Dibandingkan Mandiri E-Cash atau Telkomsel T-Cash, pengguna terdaftar Go-Pay mungkin belum sebanyak pengguna dua layanan tersebut. Meskipun demikian, seperti halnya mobile wallet Starbucks, ada faktor kebiasaan berbelanja sehari-hari yang membuat Go-Pay memiliki keunggulan.
Tidak setiap saat kita menggunakan Mandiri E-Cash atau Telkomsel T-Cash karena mereka tidak memiliki suatu layanan yang dipakai sehari-hari. Go-Jek, di lain pihak, punya banyak dan terus berkembang (misalnya Go-Auto yang kabarnya segera hadir). Jika seseorang memiliki modal 100 ribu Rupiah untuk dimasukkan ke dalam sebuah layanan mobile wallet, besar kemungkinan ia akan merasa lebih berguna jika dimasukkan ke dalam Go-Pay dibandingkan layanan mobile wallet lainnya.

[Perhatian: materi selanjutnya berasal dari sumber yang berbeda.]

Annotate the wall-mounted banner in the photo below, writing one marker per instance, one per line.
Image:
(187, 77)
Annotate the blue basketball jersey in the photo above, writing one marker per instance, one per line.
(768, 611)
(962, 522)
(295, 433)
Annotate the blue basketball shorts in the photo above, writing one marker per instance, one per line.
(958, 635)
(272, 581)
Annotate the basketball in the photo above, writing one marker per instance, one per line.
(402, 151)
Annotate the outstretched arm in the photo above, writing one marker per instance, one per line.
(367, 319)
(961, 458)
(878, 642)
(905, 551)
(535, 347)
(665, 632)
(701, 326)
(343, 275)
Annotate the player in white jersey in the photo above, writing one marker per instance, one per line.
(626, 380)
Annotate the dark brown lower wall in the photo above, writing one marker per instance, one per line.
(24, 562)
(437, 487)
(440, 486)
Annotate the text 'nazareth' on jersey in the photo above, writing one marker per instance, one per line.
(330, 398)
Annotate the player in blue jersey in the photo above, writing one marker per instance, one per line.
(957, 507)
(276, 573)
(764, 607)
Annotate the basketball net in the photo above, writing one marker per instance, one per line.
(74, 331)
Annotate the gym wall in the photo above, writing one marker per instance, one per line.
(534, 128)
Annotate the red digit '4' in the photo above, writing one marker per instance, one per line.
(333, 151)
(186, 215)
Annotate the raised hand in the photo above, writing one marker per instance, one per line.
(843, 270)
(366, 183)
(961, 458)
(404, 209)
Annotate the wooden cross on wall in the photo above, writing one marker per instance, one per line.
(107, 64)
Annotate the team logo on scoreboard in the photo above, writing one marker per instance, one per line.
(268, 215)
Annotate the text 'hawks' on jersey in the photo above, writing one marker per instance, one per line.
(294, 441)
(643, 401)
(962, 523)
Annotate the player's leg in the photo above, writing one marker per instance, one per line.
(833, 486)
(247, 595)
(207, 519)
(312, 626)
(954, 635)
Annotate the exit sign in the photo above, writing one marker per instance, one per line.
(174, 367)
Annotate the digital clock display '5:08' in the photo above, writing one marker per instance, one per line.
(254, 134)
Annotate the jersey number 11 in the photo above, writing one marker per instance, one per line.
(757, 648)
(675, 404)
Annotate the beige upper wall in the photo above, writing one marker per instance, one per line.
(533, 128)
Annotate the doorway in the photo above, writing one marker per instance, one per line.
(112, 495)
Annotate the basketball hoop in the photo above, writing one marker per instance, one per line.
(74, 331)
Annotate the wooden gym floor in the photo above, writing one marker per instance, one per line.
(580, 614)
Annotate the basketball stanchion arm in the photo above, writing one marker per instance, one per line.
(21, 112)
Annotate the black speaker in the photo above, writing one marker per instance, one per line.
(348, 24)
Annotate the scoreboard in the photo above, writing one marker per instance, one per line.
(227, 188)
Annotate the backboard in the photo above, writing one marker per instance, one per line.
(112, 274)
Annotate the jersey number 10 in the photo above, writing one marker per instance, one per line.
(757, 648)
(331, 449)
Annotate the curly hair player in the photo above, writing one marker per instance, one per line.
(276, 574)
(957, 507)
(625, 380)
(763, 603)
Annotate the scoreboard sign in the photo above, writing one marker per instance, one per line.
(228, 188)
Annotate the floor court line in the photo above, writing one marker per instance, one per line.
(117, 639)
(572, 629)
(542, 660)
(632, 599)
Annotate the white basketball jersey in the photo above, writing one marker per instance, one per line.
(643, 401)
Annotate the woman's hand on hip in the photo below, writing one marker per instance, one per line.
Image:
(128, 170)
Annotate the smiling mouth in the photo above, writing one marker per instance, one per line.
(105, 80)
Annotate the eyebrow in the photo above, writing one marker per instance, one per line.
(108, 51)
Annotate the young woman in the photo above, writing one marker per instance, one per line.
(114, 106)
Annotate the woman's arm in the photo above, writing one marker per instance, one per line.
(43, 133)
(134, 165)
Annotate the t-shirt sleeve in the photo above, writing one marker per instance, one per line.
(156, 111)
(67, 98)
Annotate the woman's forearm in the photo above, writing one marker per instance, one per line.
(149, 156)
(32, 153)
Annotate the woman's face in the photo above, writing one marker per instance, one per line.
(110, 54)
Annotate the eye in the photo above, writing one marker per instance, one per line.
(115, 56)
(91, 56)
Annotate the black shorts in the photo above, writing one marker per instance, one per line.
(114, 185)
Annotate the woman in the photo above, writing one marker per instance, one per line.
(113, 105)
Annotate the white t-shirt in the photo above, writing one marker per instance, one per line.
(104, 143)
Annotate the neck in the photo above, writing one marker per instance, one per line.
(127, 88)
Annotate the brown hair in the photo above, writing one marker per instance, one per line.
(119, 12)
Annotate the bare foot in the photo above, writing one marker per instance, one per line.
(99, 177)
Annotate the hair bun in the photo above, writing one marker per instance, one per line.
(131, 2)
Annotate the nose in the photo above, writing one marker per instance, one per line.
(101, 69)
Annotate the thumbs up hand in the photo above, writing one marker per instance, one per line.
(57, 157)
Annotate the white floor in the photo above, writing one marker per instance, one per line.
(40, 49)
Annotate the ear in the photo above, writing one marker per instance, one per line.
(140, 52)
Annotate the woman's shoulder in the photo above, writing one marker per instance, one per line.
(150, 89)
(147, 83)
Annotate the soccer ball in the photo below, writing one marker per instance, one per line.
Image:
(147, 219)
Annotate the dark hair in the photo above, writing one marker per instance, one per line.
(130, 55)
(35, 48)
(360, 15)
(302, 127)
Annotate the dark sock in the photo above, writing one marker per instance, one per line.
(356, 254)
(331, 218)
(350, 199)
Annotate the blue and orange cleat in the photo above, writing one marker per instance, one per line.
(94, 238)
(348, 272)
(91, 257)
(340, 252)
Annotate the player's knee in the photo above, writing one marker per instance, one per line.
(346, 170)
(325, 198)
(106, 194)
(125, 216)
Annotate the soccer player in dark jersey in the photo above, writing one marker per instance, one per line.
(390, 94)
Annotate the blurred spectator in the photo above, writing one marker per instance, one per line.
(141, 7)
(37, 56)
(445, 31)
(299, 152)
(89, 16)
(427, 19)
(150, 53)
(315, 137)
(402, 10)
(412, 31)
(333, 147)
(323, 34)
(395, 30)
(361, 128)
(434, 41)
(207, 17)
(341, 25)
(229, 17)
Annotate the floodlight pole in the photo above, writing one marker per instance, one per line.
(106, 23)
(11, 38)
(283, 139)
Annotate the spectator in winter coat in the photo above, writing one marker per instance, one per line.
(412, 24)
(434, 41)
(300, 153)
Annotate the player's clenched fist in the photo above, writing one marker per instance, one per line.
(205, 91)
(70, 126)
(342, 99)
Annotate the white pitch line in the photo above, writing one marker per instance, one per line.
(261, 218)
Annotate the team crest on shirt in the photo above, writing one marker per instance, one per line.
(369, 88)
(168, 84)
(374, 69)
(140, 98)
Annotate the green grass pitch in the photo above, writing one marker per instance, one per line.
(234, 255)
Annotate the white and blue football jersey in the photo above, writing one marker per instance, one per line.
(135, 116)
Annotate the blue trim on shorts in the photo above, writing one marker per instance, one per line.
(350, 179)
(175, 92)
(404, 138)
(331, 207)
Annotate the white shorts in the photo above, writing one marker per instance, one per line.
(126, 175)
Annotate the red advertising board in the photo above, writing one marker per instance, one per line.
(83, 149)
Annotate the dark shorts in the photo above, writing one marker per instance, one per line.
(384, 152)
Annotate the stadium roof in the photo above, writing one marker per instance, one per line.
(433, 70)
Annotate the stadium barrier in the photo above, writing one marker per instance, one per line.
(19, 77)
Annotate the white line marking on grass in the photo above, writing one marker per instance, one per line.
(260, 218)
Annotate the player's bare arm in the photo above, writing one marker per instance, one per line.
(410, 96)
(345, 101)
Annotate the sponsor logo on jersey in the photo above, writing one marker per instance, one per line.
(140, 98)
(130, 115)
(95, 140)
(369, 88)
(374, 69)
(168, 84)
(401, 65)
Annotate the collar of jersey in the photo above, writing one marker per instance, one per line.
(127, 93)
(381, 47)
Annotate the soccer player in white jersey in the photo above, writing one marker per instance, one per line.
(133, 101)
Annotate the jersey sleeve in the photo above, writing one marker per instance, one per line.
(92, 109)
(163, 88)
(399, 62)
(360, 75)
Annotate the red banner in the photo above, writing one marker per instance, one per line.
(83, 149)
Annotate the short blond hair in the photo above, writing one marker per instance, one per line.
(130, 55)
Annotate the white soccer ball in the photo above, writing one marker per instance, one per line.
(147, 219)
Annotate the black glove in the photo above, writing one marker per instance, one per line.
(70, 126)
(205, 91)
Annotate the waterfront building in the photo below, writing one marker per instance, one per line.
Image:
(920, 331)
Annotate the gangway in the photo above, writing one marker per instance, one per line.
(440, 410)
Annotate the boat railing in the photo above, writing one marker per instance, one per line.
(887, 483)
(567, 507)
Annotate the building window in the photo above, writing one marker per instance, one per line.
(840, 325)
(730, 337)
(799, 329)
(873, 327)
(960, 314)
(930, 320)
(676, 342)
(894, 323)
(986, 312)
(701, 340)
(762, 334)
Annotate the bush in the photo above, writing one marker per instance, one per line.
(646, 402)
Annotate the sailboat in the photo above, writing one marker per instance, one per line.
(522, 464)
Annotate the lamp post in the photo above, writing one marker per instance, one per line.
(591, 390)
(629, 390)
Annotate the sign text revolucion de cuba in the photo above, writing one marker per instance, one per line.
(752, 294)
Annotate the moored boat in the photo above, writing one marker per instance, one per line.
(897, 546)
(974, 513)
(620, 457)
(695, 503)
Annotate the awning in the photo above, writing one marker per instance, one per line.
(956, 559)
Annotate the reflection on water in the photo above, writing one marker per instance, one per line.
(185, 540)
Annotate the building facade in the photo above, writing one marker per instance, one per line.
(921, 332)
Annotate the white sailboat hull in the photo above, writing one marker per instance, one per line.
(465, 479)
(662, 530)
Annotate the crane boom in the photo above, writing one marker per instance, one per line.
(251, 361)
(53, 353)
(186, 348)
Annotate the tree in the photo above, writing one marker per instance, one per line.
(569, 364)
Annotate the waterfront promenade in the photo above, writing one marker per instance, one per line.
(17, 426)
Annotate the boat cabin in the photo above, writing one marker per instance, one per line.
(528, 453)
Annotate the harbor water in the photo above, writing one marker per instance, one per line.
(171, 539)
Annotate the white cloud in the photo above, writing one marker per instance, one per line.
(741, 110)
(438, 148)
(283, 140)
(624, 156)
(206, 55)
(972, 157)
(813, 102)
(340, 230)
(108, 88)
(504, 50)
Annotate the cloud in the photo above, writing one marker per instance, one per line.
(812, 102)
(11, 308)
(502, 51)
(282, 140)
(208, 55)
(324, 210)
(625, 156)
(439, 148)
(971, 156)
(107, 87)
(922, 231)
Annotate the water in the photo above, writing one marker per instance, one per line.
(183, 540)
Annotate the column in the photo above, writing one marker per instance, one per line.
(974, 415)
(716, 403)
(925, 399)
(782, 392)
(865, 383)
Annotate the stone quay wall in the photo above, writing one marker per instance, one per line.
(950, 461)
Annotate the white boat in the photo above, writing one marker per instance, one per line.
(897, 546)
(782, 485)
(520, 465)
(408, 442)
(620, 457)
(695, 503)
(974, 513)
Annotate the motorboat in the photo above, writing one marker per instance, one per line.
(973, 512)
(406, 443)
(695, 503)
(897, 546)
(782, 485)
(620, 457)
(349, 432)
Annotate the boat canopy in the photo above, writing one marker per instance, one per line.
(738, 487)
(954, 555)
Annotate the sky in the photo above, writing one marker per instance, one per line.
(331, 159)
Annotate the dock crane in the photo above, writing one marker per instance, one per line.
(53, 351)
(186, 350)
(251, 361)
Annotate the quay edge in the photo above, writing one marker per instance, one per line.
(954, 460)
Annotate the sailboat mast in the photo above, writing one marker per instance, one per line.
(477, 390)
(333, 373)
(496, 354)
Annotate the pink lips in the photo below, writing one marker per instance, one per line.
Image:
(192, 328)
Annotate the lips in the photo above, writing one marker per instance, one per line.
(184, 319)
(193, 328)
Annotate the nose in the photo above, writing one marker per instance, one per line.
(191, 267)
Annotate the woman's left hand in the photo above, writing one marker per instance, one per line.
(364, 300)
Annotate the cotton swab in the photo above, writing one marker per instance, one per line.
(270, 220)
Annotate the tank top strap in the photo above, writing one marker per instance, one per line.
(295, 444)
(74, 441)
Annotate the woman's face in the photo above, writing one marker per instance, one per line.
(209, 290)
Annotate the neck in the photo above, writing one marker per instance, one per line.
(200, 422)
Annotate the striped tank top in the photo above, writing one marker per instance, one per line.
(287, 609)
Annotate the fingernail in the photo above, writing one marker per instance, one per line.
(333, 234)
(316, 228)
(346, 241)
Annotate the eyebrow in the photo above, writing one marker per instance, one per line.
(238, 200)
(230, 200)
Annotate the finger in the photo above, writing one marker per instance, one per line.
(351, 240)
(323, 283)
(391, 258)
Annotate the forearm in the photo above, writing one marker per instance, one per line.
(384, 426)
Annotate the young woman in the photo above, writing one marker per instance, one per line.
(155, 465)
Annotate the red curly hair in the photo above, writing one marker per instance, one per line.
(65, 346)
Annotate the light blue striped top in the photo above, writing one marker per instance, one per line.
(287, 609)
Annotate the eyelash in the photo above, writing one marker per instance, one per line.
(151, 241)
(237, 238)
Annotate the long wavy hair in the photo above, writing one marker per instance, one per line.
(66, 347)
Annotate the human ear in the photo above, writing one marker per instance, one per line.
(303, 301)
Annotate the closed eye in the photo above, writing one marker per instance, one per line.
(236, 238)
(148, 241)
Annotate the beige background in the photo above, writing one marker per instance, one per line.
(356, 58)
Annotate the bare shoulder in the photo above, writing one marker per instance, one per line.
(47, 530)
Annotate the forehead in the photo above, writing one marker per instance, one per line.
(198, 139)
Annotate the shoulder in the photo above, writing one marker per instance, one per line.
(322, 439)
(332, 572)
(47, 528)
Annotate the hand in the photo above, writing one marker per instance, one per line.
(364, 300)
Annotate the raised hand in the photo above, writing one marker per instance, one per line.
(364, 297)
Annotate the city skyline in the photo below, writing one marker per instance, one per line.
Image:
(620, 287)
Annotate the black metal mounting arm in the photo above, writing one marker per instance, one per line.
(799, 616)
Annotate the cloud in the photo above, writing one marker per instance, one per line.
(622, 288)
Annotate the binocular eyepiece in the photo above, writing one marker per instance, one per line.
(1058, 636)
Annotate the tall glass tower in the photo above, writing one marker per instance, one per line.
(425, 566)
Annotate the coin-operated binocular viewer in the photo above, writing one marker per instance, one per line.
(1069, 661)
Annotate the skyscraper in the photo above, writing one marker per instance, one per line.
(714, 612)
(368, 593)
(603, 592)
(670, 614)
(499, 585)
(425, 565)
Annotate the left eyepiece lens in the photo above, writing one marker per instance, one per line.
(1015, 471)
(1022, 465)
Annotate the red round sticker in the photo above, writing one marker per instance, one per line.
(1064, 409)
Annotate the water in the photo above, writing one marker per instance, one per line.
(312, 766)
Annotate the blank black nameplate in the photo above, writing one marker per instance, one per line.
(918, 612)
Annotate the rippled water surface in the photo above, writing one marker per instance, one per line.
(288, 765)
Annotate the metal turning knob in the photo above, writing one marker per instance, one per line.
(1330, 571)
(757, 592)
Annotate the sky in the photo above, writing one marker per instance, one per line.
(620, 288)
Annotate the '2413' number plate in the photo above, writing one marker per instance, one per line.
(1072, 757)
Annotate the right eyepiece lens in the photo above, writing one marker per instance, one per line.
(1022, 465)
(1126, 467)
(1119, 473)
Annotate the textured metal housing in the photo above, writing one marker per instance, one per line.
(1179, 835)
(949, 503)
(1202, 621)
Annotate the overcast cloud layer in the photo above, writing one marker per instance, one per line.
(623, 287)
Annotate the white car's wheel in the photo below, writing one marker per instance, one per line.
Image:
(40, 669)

Go-Jek sendiri saat ini sedang menggenjot adopsi Go-Pay di antara konsumennya dengan memberikan sejumlah promo diskon untuk konsumen yang membayar menggunakan Go-Pay. Pun Go-Pay kini menjadi sumber pembayaran eksklusif untuk mereka yang ingin membayar tiket bioskop CGV Blitz melalui Go-Tix.
Tantangan Go-Pay
Berbeda dengan mobile wallet Starbucks, Go-Pay memiliki kelemahan. Layanan Go-Jek sangat bergantung pada kehandalan mitra pengemudinya, tetapi pembayaran Go-Pay ke mitranya tidak bisa dilakukan secara real time. Pengemudi harus nombokin dulu transaksi yang dilakukan melalui Go-Pay lalu meminta reimbursement ke pihak Go-Jek. Sayangnya proses pencairannya tidak selalu berjalan mulus.
Beberapa perbincangan di grup komunitas pengemudi Go-Jek di Facebook yang kami amati mengeluhkan lambatnya pencairan dana untuk transaksi yang menggunakan Go-Pay. Jika manajemen tidak cepat tanggap untuk mengatasi hal ini, bukan tidak mungkin ke depannya bakal ada kondisi “mogok” atau menolak mengambil suatu order jika pembayaran dilakukan menggunakan Go-Pay, padahal Go-Pay diciptakan untuk mengurangi penggunaan tunai dan memudahkan skema pembayaran untuk semua pihak. Hal ini harus terus dicermati oleh pihak manajemen.
Menurut saya, Go-Pay memiliki potensi besar menjadi jawara mobile wallet di Indonesia karena mereka memenuhi poin-poin resep sukses Starbucks di area yang sama, tetapi pihak manajemen Go-Jek harus terus memantau bagaimana proses pemanfaatan Go-Pay berjalan seamless dan memuaskan untuk semua pihak, baik konsumen maupun mitra pengemudi, yang menjadi penyokong kesuksesan Go-Jek sejauh ini.